We will respond to your request as soon as possible, within a maximum of one month from receipt, unless the request is technically complex or we receive a large number of requests at the same time. In such cases, the response time may be up to three months.

Please note that we may refuse to respond to any excessive or unfounded requests, particularly if they are repetitive in nature.

Who has access to your personal data?

Your personal data is processed by our teams and our technical service providers for the sole purpose of operating our service.

We would like to point out that we vet all our technical service providers before engaging them to ensure that they strictly comply with the applicable rules on personal data protection.

FURTHERMORE, WE GUARANTEE THAT WE NEVER TRANSFER OR SELL YOUR DATA TO THIRD PARTIES OR BUSINESS PARTNERS.

Can your personal data be transferred outside the European Union?

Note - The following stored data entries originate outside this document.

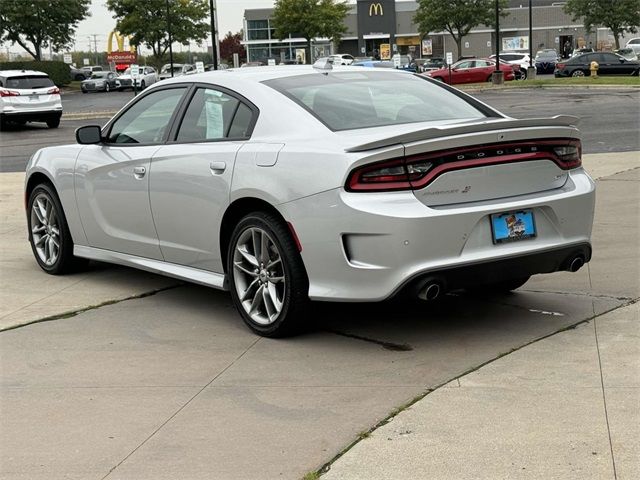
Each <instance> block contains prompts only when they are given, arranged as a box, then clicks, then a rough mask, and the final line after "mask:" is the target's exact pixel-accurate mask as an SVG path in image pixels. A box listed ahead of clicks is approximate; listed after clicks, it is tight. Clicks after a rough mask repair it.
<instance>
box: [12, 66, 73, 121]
mask: <svg viewBox="0 0 640 480" xmlns="http://www.w3.org/2000/svg"><path fill="white" fill-rule="evenodd" d="M61 116H62V101H61V99H60V89H59V88H58V87H56V86H55V84H54V83H53V82H52V81H51V79H50V78H49V76H48V75H47V74H46V73H43V72H36V71H34V70H0V130H4V129H5V128H6V125H7V123H8V122H14V123H18V124H25V123H26V122H46V123H47V126H48V127H49V128H57V127H58V125H60V117H61Z"/></svg>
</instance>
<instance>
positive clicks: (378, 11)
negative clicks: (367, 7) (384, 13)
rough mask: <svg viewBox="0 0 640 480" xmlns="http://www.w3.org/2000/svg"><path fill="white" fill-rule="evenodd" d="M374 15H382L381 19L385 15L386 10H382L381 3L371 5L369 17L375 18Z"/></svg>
mask: <svg viewBox="0 0 640 480" xmlns="http://www.w3.org/2000/svg"><path fill="white" fill-rule="evenodd" d="M374 15H376V16H378V15H380V16H381V17H382V16H383V15H384V10H383V9H382V4H381V3H380V2H377V3H372V4H371V5H369V16H370V17H373V16H374Z"/></svg>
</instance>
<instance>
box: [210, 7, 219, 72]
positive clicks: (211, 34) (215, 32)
mask: <svg viewBox="0 0 640 480" xmlns="http://www.w3.org/2000/svg"><path fill="white" fill-rule="evenodd" d="M214 3H215V0H209V14H210V16H211V53H212V55H213V69H214V70H217V69H218V48H217V47H218V45H217V42H216V14H215V11H216V7H215V5H214Z"/></svg>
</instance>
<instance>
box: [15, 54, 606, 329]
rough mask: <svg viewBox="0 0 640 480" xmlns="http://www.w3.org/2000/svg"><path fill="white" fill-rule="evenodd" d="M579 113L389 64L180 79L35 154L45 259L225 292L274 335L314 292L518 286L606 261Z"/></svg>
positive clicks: (414, 294)
mask: <svg viewBox="0 0 640 480" xmlns="http://www.w3.org/2000/svg"><path fill="white" fill-rule="evenodd" d="M576 122H577V119H576V118H574V117H564V116H558V117H554V118H548V119H540V118H537V119H536V118H533V119H526V120H515V119H512V118H509V117H506V116H504V115H502V114H501V113H499V112H497V111H496V110H494V109H492V108H490V107H489V106H487V105H485V104H483V103H481V102H479V101H477V100H475V99H474V98H472V97H470V96H468V95H465V94H464V93H461V92H459V91H457V90H455V89H453V88H452V87H449V86H447V85H443V84H441V83H440V82H436V81H433V80H430V79H424V78H420V77H418V76H414V75H409V74H406V73H402V72H398V71H395V70H393V69H361V70H355V69H353V68H352V67H332V66H331V64H328V63H325V64H323V65H322V68H313V67H311V66H279V67H263V68H247V69H237V70H231V71H223V72H205V73H202V74H195V75H189V76H184V77H179V78H175V79H172V80H167V81H164V82H160V83H158V84H156V85H153V86H151V87H149V88H147V89H146V90H145V91H144V92H143V93H142V94H141V95H139V96H138V97H136V98H134V99H132V100H131V101H130V102H129V103H128V104H127V105H126V106H125V107H124V108H123V109H122V110H121V111H120V112H119V113H118V114H117V115H116V116H115V117H114V118H113V119H111V121H109V122H108V123H107V124H106V125H105V126H104V127H102V128H101V127H99V126H85V127H81V128H79V129H78V130H77V132H76V137H77V141H78V144H76V145H66V146H55V147H48V148H45V149H42V150H39V151H38V152H37V153H36V154H35V155H34V156H33V157H32V158H31V160H30V162H29V164H28V166H27V175H26V184H25V194H26V198H27V199H28V203H27V220H28V232H29V240H30V242H31V246H32V249H33V253H34V255H35V259H36V261H37V262H38V264H39V265H40V267H41V268H42V269H43V270H44V271H46V272H48V273H52V274H61V273H65V272H68V271H70V270H72V269H74V268H77V267H78V266H79V265H81V264H82V263H83V259H97V260H101V261H106V262H113V263H119V264H122V265H128V266H131V267H136V268H141V269H144V270H149V271H152V272H158V273H162V274H165V275H169V276H173V277H176V278H181V279H186V280H189V281H193V282H196V283H200V284H203V285H208V286H211V287H216V288H221V289H225V290H229V291H230V292H231V296H232V298H233V301H234V303H235V305H236V307H237V309H238V311H239V312H240V315H241V316H242V318H243V319H244V321H245V322H246V324H247V325H248V326H249V327H250V328H251V329H252V330H253V331H254V332H256V333H258V334H260V335H266V336H281V335H286V334H290V333H291V332H293V331H295V330H296V329H297V328H299V327H300V326H302V325H304V322H305V320H306V319H307V316H306V312H308V306H309V300H310V299H311V300H325V301H380V300H384V299H387V298H390V297H392V296H394V295H396V294H398V293H400V292H405V293H408V294H410V295H413V296H415V297H419V298H422V299H425V300H433V299H435V298H437V297H438V296H439V295H441V294H442V293H444V292H446V291H448V290H454V289H460V288H471V289H472V288H480V287H482V288H487V289H491V290H494V291H498V292H499V291H506V290H512V289H515V288H518V287H519V286H521V285H523V284H524V283H525V282H526V281H527V279H528V278H529V276H531V275H534V274H539V273H550V272H555V271H558V270H568V271H575V270H577V269H579V268H580V267H581V266H582V265H583V264H584V263H585V262H588V261H589V260H590V258H591V245H590V235H591V227H592V221H593V209H594V200H595V185H594V182H593V181H592V180H591V178H590V177H589V176H588V175H587V173H586V172H585V171H584V170H583V168H582V167H581V146H580V135H579V132H578V130H577V128H576V127H575V124H576Z"/></svg>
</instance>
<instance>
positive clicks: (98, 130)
mask: <svg viewBox="0 0 640 480" xmlns="http://www.w3.org/2000/svg"><path fill="white" fill-rule="evenodd" d="M76 142H78V143H79V144H80V145H95V144H96V143H100V142H102V131H101V129H100V127H99V126H98V125H87V126H85V127H80V128H78V129H76Z"/></svg>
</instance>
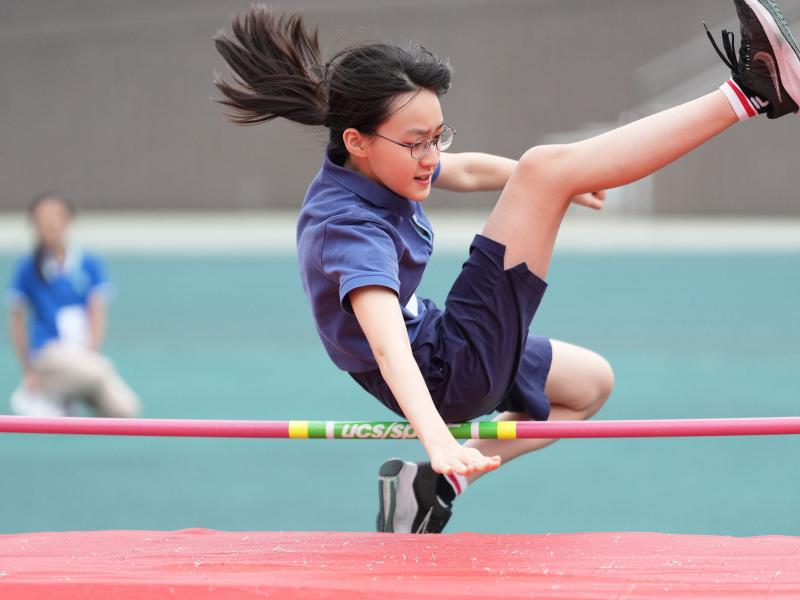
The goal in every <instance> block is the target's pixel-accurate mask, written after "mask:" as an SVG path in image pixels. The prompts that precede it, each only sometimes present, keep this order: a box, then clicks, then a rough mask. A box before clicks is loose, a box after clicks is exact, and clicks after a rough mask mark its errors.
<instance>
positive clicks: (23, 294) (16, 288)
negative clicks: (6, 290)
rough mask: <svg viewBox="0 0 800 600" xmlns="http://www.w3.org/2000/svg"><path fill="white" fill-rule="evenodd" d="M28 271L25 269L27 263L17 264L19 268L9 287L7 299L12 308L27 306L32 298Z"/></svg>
mask: <svg viewBox="0 0 800 600" xmlns="http://www.w3.org/2000/svg"><path fill="white" fill-rule="evenodd" d="M26 272H27V269H26V268H25V261H20V262H19V263H17V268H16V269H15V270H14V274H13V275H12V276H11V283H10V285H9V286H8V290H7V293H6V298H7V302H8V306H9V307H10V308H13V307H16V306H19V305H21V304H25V302H26V301H27V299H28V298H29V297H30V292H29V290H28V282H27V278H26V276H25V273H26Z"/></svg>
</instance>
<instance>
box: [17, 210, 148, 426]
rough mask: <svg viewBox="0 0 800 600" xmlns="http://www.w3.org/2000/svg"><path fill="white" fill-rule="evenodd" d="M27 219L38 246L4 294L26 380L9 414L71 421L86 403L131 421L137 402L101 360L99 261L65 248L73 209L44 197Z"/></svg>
mask: <svg viewBox="0 0 800 600" xmlns="http://www.w3.org/2000/svg"><path fill="white" fill-rule="evenodd" d="M28 213H29V216H30V219H31V223H32V225H33V229H34V232H35V236H36V242H35V247H34V250H33V252H32V253H31V254H29V255H27V256H25V257H23V258H22V259H20V261H19V262H18V264H17V268H16V271H15V273H14V275H13V279H12V281H11V287H10V290H9V292H10V320H11V323H10V328H9V329H10V332H11V340H12V342H13V345H14V350H15V351H16V354H17V357H18V358H19V361H20V365H21V366H22V373H23V377H22V382H21V383H20V385H19V386H18V387H17V389H16V390H15V391H14V392H13V394H12V396H11V410H12V412H14V413H16V414H19V415H27V416H68V415H70V414H73V413H74V409H75V407H76V403H77V402H80V401H85V402H86V403H88V405H89V406H90V407H91V408H92V409H93V411H94V412H96V413H97V415H99V416H104V417H133V416H136V415H137V414H138V413H139V408H140V403H139V399H138V398H137V396H136V394H135V393H134V392H133V391H132V390H131V389H130V387H128V385H127V384H126V383H125V382H124V381H123V380H122V378H121V377H120V376H119V375H118V374H117V371H116V369H115V368H114V365H113V364H112V363H111V361H109V360H108V358H106V357H105V356H103V355H102V354H101V353H100V348H101V346H102V344H103V340H104V337H105V333H106V318H107V310H106V301H107V297H108V288H109V282H108V279H107V277H106V273H105V268H104V266H103V263H102V261H101V260H100V259H99V258H98V257H96V256H93V255H91V254H87V253H84V252H82V251H80V250H79V249H78V248H76V247H75V246H73V245H72V244H71V243H70V241H69V229H70V225H71V224H72V219H73V216H74V213H75V210H74V208H73V206H72V204H71V203H70V202H69V201H67V200H66V199H64V198H62V197H61V196H59V195H57V194H42V195H40V196H38V197H37V198H35V199H34V200H33V202H32V203H31V205H30V207H29V209H28ZM26 317H27V321H28V322H27V323H26Z"/></svg>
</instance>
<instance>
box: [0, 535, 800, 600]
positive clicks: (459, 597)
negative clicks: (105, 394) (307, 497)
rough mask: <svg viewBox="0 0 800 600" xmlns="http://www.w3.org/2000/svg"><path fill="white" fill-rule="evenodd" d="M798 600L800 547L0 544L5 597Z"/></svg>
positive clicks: (793, 541)
mask: <svg viewBox="0 0 800 600" xmlns="http://www.w3.org/2000/svg"><path fill="white" fill-rule="evenodd" d="M261 597H270V598H290V599H293V598H342V599H344V598H348V599H350V598H381V599H385V598H438V597H459V598H490V597H491V598H581V599H586V598H602V599H607V598H617V599H620V598H629V599H630V598H703V599H704V600H708V599H710V598H771V599H774V598H800V538H793V537H782V536H770V537H754V538H731V537H717V536H693V535H667V534H654V533H582V534H558V535H480V534H468V533H462V534H450V535H441V536H412V535H392V534H364V533H293V532H283V533H280V532H278V533H274V532H257V533H246V532H221V531H211V530H206V529H192V530H183V531H175V532H161V531H88V532H69V533H31V534H19V535H16V534H15V535H0V598H2V599H4V600H5V599H6V598H9V599H11V598H13V599H15V600H20V599H29V598H36V599H38V598H42V599H45V598H47V599H48V600H49V599H52V598H70V599H88V598H91V599H100V598H102V599H104V600H116V599H134V598H136V599H150V598H176V599H179V598H192V599H204V598H215V599H222V598H261Z"/></svg>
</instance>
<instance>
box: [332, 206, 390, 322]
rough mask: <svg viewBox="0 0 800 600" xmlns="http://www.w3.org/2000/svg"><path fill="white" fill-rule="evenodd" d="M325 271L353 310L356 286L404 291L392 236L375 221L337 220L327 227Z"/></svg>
mask: <svg viewBox="0 0 800 600" xmlns="http://www.w3.org/2000/svg"><path fill="white" fill-rule="evenodd" d="M321 264H322V270H323V271H324V272H325V275H326V276H327V277H328V278H329V279H331V280H333V281H336V282H337V283H338V285H339V302H340V303H341V305H342V308H343V309H344V310H345V311H347V312H348V313H350V314H352V313H353V308H352V306H351V305H350V300H349V299H348V297H347V295H348V294H349V293H350V292H352V291H353V290H354V289H357V288H360V287H364V286H368V285H379V286H382V287H386V288H389V289H391V290H392V291H394V292H395V293H396V294H399V292H400V279H399V270H400V269H399V257H398V254H397V247H396V246H395V243H394V241H393V240H392V237H391V235H390V234H389V233H388V232H387V231H386V229H384V227H383V226H382V225H381V224H379V223H377V222H373V221H363V220H356V219H347V220H337V221H332V222H330V223H328V224H327V225H326V226H325V238H324V241H323V244H322V256H321Z"/></svg>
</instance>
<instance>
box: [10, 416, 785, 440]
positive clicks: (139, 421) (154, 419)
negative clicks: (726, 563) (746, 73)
mask: <svg viewBox="0 0 800 600" xmlns="http://www.w3.org/2000/svg"><path fill="white" fill-rule="evenodd" d="M449 427H450V431H451V432H452V433H453V437H455V438H457V439H460V440H467V439H473V440H517V439H532V438H547V439H558V438H629V437H640V438H641V437H697V436H703V437H708V436H731V435H798V434H800V417H755V418H737V419H661V420H654V421H546V422H541V421H475V422H472V423H458V424H453V425H449ZM0 433H36V434H57V435H58V434H60V435H135V436H159V437H164V436H166V437H216V438H272V439H296V440H309V439H312V440H313V439H318V440H408V439H414V438H416V437H417V435H416V432H415V431H414V429H413V428H412V427H411V425H409V424H408V423H406V422H405V421H236V420H225V419H218V420H211V419H102V418H97V417H19V416H9V415H0Z"/></svg>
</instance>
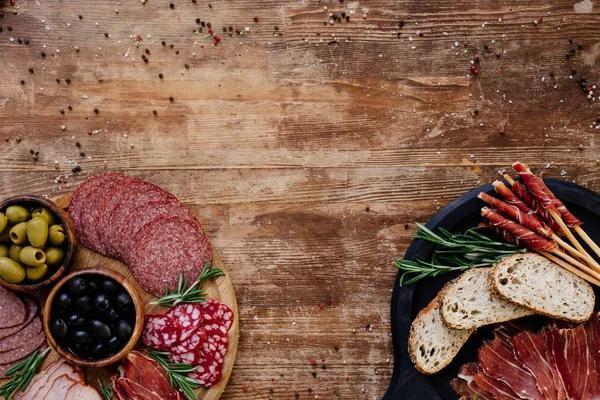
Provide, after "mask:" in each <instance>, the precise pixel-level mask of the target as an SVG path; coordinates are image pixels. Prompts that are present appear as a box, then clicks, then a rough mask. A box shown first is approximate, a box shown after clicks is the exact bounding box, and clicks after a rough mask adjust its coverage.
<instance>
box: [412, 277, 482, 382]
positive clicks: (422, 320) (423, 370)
mask: <svg viewBox="0 0 600 400" xmlns="http://www.w3.org/2000/svg"><path fill="white" fill-rule="evenodd" d="M446 287H447V285H446V286H445V287H444V289H442V290H441V291H440V292H439V293H438V295H437V297H436V298H435V299H433V300H432V301H431V303H429V305H428V306H427V307H425V308H424V309H423V310H421V312H419V314H418V315H417V318H415V320H414V321H413V323H412V325H411V327H410V334H409V337H408V353H409V354H410V358H411V360H412V362H413V364H414V365H415V368H417V370H419V371H420V372H422V373H424V374H434V373H436V372H438V371H440V370H442V369H443V368H444V367H445V366H446V365H448V364H449V363H450V361H452V360H453V359H454V357H455V356H456V354H457V353H458V351H459V350H460V349H461V348H462V346H463V345H464V344H465V342H466V341H467V339H468V338H469V336H471V333H473V331H474V330H473V329H465V330H459V329H451V328H448V327H447V326H446V324H444V322H443V320H442V313H441V310H440V305H441V299H442V295H443V294H444V290H445V289H446Z"/></svg>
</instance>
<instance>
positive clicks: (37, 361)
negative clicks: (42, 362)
mask: <svg viewBox="0 0 600 400" xmlns="http://www.w3.org/2000/svg"><path fill="white" fill-rule="evenodd" d="M49 351H50V348H47V349H46V350H44V351H43V352H42V353H40V352H39V351H37V350H36V351H34V352H33V354H31V356H29V358H28V359H26V360H24V361H22V362H20V363H19V364H17V365H15V366H14V367H12V368H11V369H9V370H8V371H6V373H5V374H4V376H6V377H8V376H11V375H12V377H11V378H10V380H9V381H8V382H6V383H5V384H3V385H2V386H0V398H2V399H5V400H10V399H12V397H13V396H14V395H15V393H17V392H19V391H21V390H23V389H25V388H26V387H27V385H29V382H31V379H32V378H33V377H34V376H35V374H36V373H37V370H38V368H39V367H40V365H41V364H42V362H44V359H45V358H46V355H47V354H48V352H49Z"/></svg>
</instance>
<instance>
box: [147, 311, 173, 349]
mask: <svg viewBox="0 0 600 400" xmlns="http://www.w3.org/2000/svg"><path fill="white" fill-rule="evenodd" d="M180 335H181V325H179V322H178V321H177V320H174V319H173V318H170V317H169V316H167V315H162V314H152V315H146V317H145V318H144V331H143V332H142V341H143V342H144V344H145V345H146V346H149V347H152V348H154V349H157V350H168V349H169V348H170V347H171V346H172V345H174V344H175V343H177V342H178V341H179V337H180Z"/></svg>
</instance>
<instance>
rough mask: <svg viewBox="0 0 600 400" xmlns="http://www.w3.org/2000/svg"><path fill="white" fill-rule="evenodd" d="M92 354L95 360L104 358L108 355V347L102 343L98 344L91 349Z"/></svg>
mask: <svg viewBox="0 0 600 400" xmlns="http://www.w3.org/2000/svg"><path fill="white" fill-rule="evenodd" d="M92 354H93V355H94V357H95V358H104V357H106V356H107V355H108V347H106V345H105V344H104V343H98V344H97V345H96V346H94V348H93V349H92Z"/></svg>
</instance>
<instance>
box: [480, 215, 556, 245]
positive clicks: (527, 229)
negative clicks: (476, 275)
mask: <svg viewBox="0 0 600 400" xmlns="http://www.w3.org/2000/svg"><path fill="white" fill-rule="evenodd" d="M481 215H482V216H483V217H484V218H486V219H488V220H489V221H490V223H491V224H492V225H493V226H495V227H497V228H500V229H503V230H505V231H508V232H509V233H512V234H513V235H515V236H516V237H517V238H518V239H519V240H521V241H522V242H523V243H524V244H525V246H527V247H528V248H530V249H535V250H545V251H554V250H556V249H557V248H558V245H557V244H556V243H554V242H550V241H549V240H546V239H544V238H543V237H541V236H539V235H538V234H536V233H535V232H532V231H530V230H529V229H527V228H525V227H524V226H522V225H520V224H518V223H516V222H513V221H511V220H509V219H507V218H505V217H503V216H502V215H501V214H500V213H499V212H498V211H496V210H492V209H489V208H487V207H484V208H482V209H481Z"/></svg>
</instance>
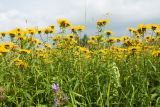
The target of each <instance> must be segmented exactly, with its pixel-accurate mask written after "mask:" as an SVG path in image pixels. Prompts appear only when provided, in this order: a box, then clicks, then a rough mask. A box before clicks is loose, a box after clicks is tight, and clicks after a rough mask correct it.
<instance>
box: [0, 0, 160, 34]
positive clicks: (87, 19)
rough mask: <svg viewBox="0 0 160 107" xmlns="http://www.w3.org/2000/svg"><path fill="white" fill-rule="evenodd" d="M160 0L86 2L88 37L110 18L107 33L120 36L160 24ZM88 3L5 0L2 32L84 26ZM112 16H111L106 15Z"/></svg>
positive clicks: (69, 0) (127, 0)
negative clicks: (98, 27)
mask: <svg viewBox="0 0 160 107" xmlns="http://www.w3.org/2000/svg"><path fill="white" fill-rule="evenodd" d="M159 5H160V1H159V0H87V8H86V9H87V29H88V30H87V31H86V32H87V33H89V34H93V32H95V31H96V27H95V22H96V20H98V19H101V18H109V19H110V20H111V23H110V24H109V26H108V27H107V29H113V31H115V32H116V34H117V35H120V34H124V33H127V31H126V28H127V27H129V26H133V27H135V26H136V25H135V24H138V23H158V19H159V18H160V16H159V14H160V11H159V10H158V8H159V7H158V6H159ZM84 11H85V0H67V2H66V0H4V1H1V3H0V23H1V25H0V29H2V30H3V29H9V28H12V27H16V26H20V27H24V26H25V21H24V20H25V19H28V26H33V27H34V26H40V27H42V26H47V25H49V24H56V19H58V18H66V19H68V20H69V21H71V22H73V23H74V24H76V25H77V24H85V23H84V22H85V20H84V19H85V13H84ZM108 13H109V16H107V15H106V14H108Z"/></svg>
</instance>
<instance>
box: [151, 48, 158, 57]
mask: <svg viewBox="0 0 160 107" xmlns="http://www.w3.org/2000/svg"><path fill="white" fill-rule="evenodd" d="M152 55H153V56H154V57H160V51H159V50H158V51H153V52H152Z"/></svg>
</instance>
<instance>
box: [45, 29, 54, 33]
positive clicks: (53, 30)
mask: <svg viewBox="0 0 160 107" xmlns="http://www.w3.org/2000/svg"><path fill="white" fill-rule="evenodd" d="M53 32H54V29H53V28H51V27H48V28H46V29H44V33H45V34H49V33H53Z"/></svg>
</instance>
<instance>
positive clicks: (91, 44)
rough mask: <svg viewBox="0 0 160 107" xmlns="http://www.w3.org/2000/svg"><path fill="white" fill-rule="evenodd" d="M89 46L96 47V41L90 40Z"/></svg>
mask: <svg viewBox="0 0 160 107" xmlns="http://www.w3.org/2000/svg"><path fill="white" fill-rule="evenodd" d="M87 44H88V45H95V44H97V43H96V42H95V41H94V40H88V41H87Z"/></svg>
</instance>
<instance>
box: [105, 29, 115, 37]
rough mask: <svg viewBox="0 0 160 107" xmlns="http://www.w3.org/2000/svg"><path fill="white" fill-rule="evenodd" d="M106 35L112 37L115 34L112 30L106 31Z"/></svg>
mask: <svg viewBox="0 0 160 107" xmlns="http://www.w3.org/2000/svg"><path fill="white" fill-rule="evenodd" d="M104 33H105V34H106V35H108V36H110V35H112V34H113V32H112V31H111V30H106V31H104Z"/></svg>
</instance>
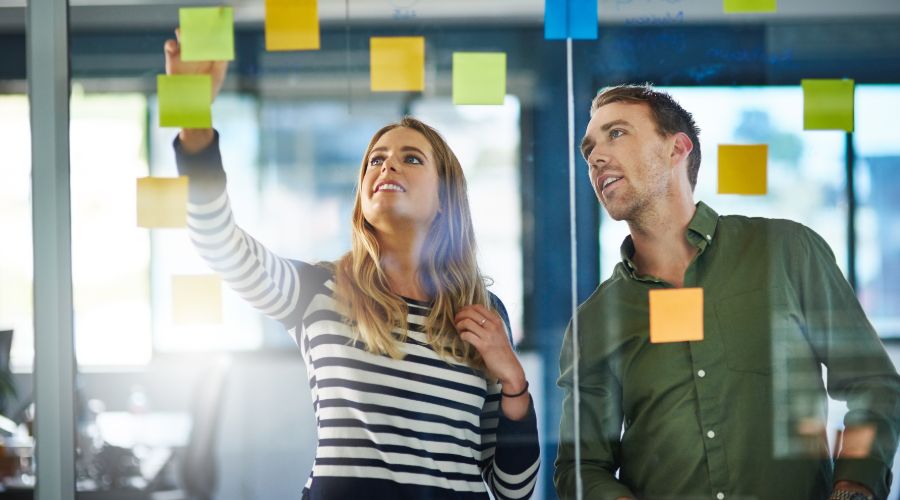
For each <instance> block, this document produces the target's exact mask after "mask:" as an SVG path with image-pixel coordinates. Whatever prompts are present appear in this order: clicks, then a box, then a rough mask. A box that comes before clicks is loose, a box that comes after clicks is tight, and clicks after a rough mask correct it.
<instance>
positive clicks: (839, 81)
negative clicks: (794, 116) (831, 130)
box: [800, 79, 854, 132]
mask: <svg viewBox="0 0 900 500" xmlns="http://www.w3.org/2000/svg"><path fill="white" fill-rule="evenodd" d="M800 83H801V85H802V86H803V129H804V130H846V131H847V132H853V90H854V82H853V80H829V79H807V80H802V81H801V82H800Z"/></svg>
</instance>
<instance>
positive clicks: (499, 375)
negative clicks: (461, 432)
mask: <svg viewBox="0 0 900 500" xmlns="http://www.w3.org/2000/svg"><path fill="white" fill-rule="evenodd" d="M453 322H454V324H455V325H456V329H457V331H459V337H460V338H461V339H463V340H465V341H466V342H468V343H470V344H472V346H474V347H475V349H478V352H479V353H480V354H481V358H482V359H483V360H484V365H485V368H486V369H487V372H488V376H491V377H494V378H496V379H498V380H499V381H500V384H501V385H502V386H503V392H504V393H506V394H519V393H522V394H521V395H518V396H515V397H504V398H503V399H502V401H501V407H502V409H503V413H504V414H505V415H506V417H507V418H510V419H512V420H519V419H521V418H523V417H524V416H525V414H526V413H527V412H528V403H529V397H528V392H527V391H525V389H526V387H527V381H526V379H525V370H524V369H523V368H522V364H521V363H519V358H517V357H516V354H515V353H514V352H513V350H512V346H511V345H510V344H509V335H508V334H507V332H506V325H505V324H504V323H503V319H501V318H500V315H499V314H497V313H496V312H494V311H491V310H489V309H488V308H486V307H484V306H482V305H478V304H476V305H471V306H466V307H463V308H462V309H460V310H459V312H457V313H456V317H455V318H454V321H453ZM522 391H525V392H522Z"/></svg>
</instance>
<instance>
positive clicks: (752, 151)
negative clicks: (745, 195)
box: [719, 144, 769, 194]
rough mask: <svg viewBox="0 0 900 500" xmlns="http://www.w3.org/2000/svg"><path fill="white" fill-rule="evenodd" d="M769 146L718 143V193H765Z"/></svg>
mask: <svg viewBox="0 0 900 500" xmlns="http://www.w3.org/2000/svg"><path fill="white" fill-rule="evenodd" d="M768 159H769V146H768V145H767V144H741V145H734V144H720V145H719V194H766V188H767V185H768V180H767V176H766V172H767V170H768V168H767V167H768Z"/></svg>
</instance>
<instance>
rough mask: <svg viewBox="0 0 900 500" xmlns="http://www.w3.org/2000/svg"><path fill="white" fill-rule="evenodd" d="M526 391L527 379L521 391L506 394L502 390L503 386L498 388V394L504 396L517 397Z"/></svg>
mask: <svg viewBox="0 0 900 500" xmlns="http://www.w3.org/2000/svg"><path fill="white" fill-rule="evenodd" d="M526 392H528V381H527V380H526V381H525V387H523V388H522V390H521V391H519V392H517V393H515V394H507V393H505V392H503V388H501V389H500V394H501V395H502V396H503V397H506V398H517V397H519V396H521V395H522V394H525V393H526Z"/></svg>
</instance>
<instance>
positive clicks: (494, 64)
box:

The personal data processed by our website is hosted exclusively on servers located within the European Union.

Furthermore, we do our utmost to use only technical tools whose servers are also located within the European Union. Should this not be the case, we take great care to ensure that they implement the appropriate safeguards required to guarantee the confidentiality and protection of your personal data.

As regards the data processed as part of our child sleep tracking system, it is stored on health data hosting servers located within the European Union. For further information, please consult our privacy policy available on our tracking app.

How do we protect your personal data?

We implement the following technical and organisational measures to ensure the security of your personal data on a daily basis and, in particular, to guard against any risk of destruction, loss, alteration or disclosure.

Technical security measures: HTTPS protocol

Organisational security measures:

Information Systems Charter, Access Rights and Password Management Policy, Data Breach Management Procedure, Data Subject Rights Management Procedure, Code of Conduct, Staff awareness-raising and training twice a year

Do we use cookies when you browse our platform?

We guarantee that we do not use any advertising cookies for the operation of this platform.

However, we would like to inform you that we use statistical cookies when you browse our platform. For further information, please see our Cookie Policy.

Who can you contact for more information about the use of your personal data?

To best ensure the protection and integrity of your data, we have officially appointed an independent Data Protection Officer (“DPO”) with our supervisory authority.

You may contact our DPO at any time, free of charge, at dpo@mothair.fr to obtain further information or details on how we process your data.

How can you contact the CNIL?

You may contact the “Commission nationale de l’informatique et des libertés” or “CNIL” at any time using the following contact details: CNIL Complaints Department, 3 place de Fontenoy – TSA 80751, 75334 Paris Cedex 07 or by telephone on 01.53.73.22.22.

Can the Privacy Policy be amended?

We may amend our Privacy Policy at any time to bring it into line with new legal requirements and any new data processing activities we may implement in the future.